Despite my disillusionment I determined not to let this deflect me from my purpose. With a renewed vigour, I sought out anyone in the court willing to give me time and pressed for information about my star. It did not take long before I came to understand that the disappearance of my star meant that it had similarly vanished from the mind of the Emperor and with it the chroniclers similarly banished it from their work. The interest that I had perceived in the courtiers when first I arrived had been focussed on the transience of the planets and other celestial bodies that I had discounted as secondary to my main purpose. My fixation on the star had been a curio to them, easily dismissed as such whilst they could learn from me on subjects that still held the Emperor’s interest. However, what mattered to the emperor mattered to the court. I began to understand that what had been written at the time was all that needed to be written. To question the stars’ coming into the heavens was to question the divinity of the emperor and in my zealous and myopic pursuit of the truth as I saw it, I was putting all who associated with me in danger. Despite guarded warnings, I refused to acquiesce.
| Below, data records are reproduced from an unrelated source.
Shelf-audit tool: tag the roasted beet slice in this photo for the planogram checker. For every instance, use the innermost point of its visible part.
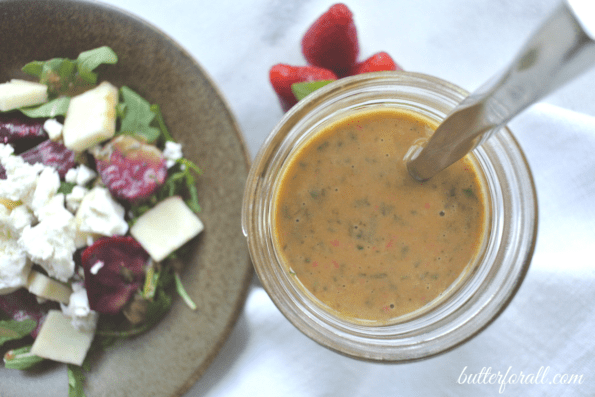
(53, 154)
(131, 169)
(114, 269)
(21, 305)
(21, 132)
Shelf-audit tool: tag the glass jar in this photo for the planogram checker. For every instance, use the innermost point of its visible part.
(472, 302)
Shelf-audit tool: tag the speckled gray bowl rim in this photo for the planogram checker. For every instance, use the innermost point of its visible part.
(51, 380)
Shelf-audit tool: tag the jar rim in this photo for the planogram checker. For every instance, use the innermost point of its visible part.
(476, 310)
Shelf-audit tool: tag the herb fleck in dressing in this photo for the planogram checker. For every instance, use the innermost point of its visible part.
(359, 233)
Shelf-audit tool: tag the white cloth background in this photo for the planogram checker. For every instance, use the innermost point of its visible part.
(550, 322)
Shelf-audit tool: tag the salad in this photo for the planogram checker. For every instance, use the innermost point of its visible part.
(97, 206)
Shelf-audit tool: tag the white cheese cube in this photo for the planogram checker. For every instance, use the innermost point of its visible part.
(59, 340)
(99, 213)
(45, 287)
(54, 129)
(166, 227)
(21, 93)
(91, 117)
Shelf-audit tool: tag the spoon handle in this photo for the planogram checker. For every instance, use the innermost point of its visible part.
(562, 48)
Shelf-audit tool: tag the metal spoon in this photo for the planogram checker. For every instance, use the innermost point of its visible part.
(562, 48)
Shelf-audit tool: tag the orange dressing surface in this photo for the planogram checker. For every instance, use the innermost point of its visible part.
(359, 233)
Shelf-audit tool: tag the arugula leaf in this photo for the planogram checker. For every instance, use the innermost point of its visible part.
(76, 381)
(300, 90)
(159, 118)
(137, 116)
(87, 61)
(180, 182)
(13, 329)
(66, 187)
(63, 74)
(21, 358)
(53, 108)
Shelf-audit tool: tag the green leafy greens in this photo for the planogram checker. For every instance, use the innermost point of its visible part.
(136, 116)
(300, 90)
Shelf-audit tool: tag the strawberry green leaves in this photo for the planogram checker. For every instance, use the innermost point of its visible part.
(300, 90)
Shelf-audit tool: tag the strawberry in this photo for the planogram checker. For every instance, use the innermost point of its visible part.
(53, 154)
(114, 270)
(282, 76)
(376, 63)
(331, 42)
(21, 132)
(131, 169)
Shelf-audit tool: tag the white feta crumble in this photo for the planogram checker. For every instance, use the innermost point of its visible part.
(172, 152)
(14, 266)
(19, 218)
(83, 318)
(51, 244)
(54, 129)
(75, 197)
(99, 213)
(48, 183)
(80, 175)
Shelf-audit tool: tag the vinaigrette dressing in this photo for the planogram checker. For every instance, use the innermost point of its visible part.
(359, 233)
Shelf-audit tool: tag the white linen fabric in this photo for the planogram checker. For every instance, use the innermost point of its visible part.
(544, 334)
(549, 324)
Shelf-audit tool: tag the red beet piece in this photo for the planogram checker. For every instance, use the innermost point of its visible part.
(131, 169)
(21, 305)
(331, 42)
(120, 275)
(53, 154)
(21, 132)
(378, 62)
(282, 76)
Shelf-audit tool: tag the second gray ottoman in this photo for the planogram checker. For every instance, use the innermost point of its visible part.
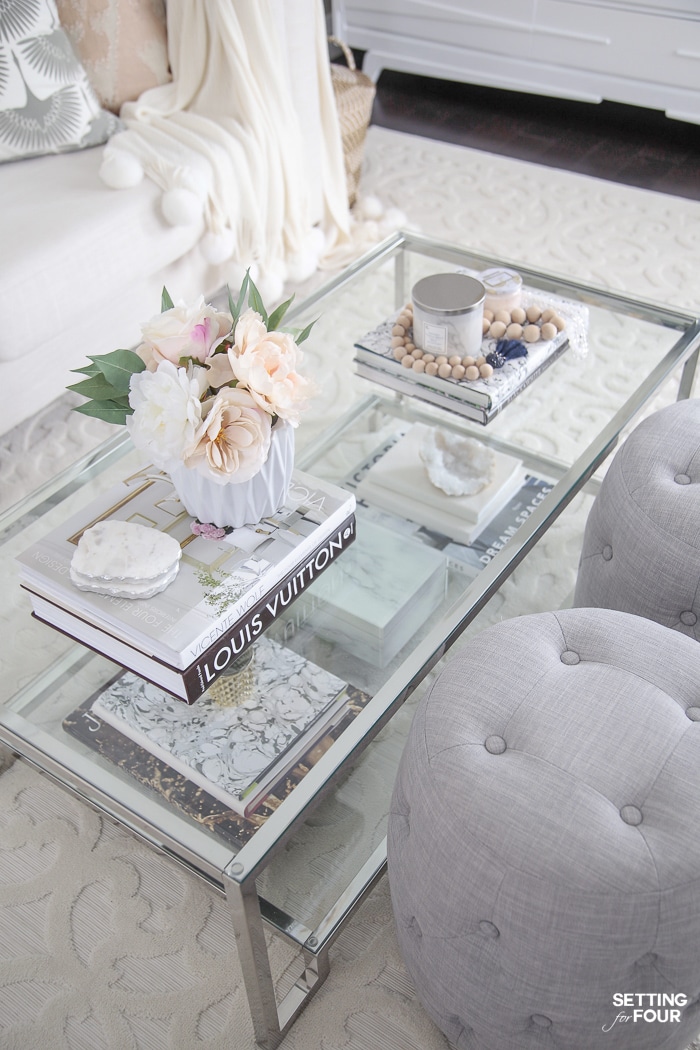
(544, 855)
(641, 545)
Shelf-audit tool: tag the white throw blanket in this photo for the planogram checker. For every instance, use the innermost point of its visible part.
(246, 138)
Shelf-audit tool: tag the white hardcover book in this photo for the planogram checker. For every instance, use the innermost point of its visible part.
(218, 581)
(235, 753)
(399, 482)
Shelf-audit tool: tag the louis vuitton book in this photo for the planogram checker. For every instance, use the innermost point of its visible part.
(218, 588)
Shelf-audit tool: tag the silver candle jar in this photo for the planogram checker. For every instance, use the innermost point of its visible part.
(448, 313)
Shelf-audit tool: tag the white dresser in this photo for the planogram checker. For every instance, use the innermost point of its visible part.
(637, 51)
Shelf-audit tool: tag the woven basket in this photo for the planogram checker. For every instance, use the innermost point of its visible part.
(355, 95)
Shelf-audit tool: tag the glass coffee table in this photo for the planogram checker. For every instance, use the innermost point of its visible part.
(306, 867)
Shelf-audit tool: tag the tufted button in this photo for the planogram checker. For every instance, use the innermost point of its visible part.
(631, 815)
(488, 929)
(541, 1021)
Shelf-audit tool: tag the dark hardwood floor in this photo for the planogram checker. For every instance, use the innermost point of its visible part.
(623, 144)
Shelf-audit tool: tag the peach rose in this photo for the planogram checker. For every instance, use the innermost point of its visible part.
(266, 364)
(233, 440)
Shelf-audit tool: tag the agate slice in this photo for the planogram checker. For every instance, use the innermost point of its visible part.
(124, 559)
(459, 466)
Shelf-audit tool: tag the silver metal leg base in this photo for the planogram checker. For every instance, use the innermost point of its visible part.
(271, 1021)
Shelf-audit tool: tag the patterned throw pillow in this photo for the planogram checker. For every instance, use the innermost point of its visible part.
(46, 102)
(123, 45)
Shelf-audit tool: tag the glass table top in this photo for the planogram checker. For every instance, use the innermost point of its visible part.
(324, 841)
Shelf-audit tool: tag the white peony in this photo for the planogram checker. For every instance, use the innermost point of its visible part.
(167, 412)
(184, 331)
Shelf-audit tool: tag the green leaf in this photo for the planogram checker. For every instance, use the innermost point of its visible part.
(303, 335)
(111, 412)
(88, 370)
(276, 315)
(97, 387)
(119, 366)
(255, 300)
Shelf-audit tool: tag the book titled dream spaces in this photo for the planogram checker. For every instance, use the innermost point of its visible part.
(220, 582)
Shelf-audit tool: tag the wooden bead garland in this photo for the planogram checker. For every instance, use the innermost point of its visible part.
(445, 368)
(527, 326)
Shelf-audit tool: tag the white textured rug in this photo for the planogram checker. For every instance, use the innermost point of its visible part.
(104, 944)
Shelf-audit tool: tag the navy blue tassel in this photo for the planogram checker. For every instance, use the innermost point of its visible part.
(506, 350)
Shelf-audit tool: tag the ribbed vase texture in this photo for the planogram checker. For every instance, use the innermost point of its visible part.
(248, 502)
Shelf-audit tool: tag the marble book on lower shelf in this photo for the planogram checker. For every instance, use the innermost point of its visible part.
(235, 753)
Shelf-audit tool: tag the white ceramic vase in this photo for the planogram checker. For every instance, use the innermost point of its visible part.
(244, 503)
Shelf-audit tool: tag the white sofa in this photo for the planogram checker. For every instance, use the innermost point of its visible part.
(82, 265)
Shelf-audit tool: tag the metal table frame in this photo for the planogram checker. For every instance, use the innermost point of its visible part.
(236, 876)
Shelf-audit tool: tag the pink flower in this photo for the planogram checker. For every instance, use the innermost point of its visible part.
(184, 331)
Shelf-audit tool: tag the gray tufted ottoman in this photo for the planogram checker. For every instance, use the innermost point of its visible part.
(641, 546)
(544, 846)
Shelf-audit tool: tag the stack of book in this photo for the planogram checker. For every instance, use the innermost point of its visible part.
(228, 768)
(479, 399)
(227, 590)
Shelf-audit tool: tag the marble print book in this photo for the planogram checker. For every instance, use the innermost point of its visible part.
(218, 580)
(235, 753)
(188, 797)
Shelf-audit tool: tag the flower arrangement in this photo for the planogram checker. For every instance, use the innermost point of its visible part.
(205, 387)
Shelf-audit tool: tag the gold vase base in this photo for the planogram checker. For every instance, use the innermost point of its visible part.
(235, 685)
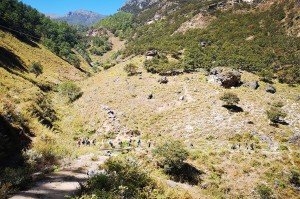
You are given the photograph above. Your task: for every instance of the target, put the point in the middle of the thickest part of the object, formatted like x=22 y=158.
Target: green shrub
x=230 y=99
x=130 y=69
x=36 y=68
x=264 y=191
x=275 y=115
x=295 y=177
x=123 y=179
x=171 y=155
x=70 y=90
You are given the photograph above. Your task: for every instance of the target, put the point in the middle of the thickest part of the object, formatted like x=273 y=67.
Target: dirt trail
x=62 y=183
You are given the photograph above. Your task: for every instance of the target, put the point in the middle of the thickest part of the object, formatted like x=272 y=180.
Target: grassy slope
x=21 y=92
x=214 y=129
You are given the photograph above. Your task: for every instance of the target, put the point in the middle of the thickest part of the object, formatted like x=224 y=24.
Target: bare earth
x=63 y=183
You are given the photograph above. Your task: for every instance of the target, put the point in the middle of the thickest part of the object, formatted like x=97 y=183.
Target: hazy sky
x=60 y=7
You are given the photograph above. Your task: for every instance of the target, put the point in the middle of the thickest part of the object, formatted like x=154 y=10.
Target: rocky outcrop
x=251 y=84
x=229 y=78
x=270 y=89
x=163 y=80
x=199 y=21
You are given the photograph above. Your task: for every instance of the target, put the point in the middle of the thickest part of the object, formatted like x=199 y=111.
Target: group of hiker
x=86 y=142
x=239 y=146
x=129 y=143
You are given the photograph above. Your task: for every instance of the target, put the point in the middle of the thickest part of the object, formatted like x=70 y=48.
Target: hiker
x=149 y=143
x=88 y=142
x=252 y=146
x=233 y=146
x=111 y=144
x=120 y=144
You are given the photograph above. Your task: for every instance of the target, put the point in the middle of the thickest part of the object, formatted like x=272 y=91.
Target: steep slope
x=199 y=118
x=26 y=100
x=80 y=17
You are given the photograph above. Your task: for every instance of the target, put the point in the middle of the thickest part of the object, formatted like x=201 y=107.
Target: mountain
x=135 y=6
x=79 y=17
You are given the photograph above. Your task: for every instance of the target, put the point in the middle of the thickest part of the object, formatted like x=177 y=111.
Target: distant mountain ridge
x=79 y=17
Now, from the small window in my cell, I look down into a diaphanous spring that flows over and amongst smooth iridescent pebbles as it flows from north to south across the courtyard. The light from the permanently lit candles evenly distributed to either side repercusses off the wet stones like a thousand distant suns. The water sings a soothing refrain. In spring, the peach blossoms sit on the rippling water like a thousand boats endlessly skittering and eddying as they flow toward a low, dark outlet in the otherwise high featureless wall opposite my window. It saddens me however that the heavy canopy set above this sole aperture I have onto the world has been deliberately set to deny me a view of the heavens.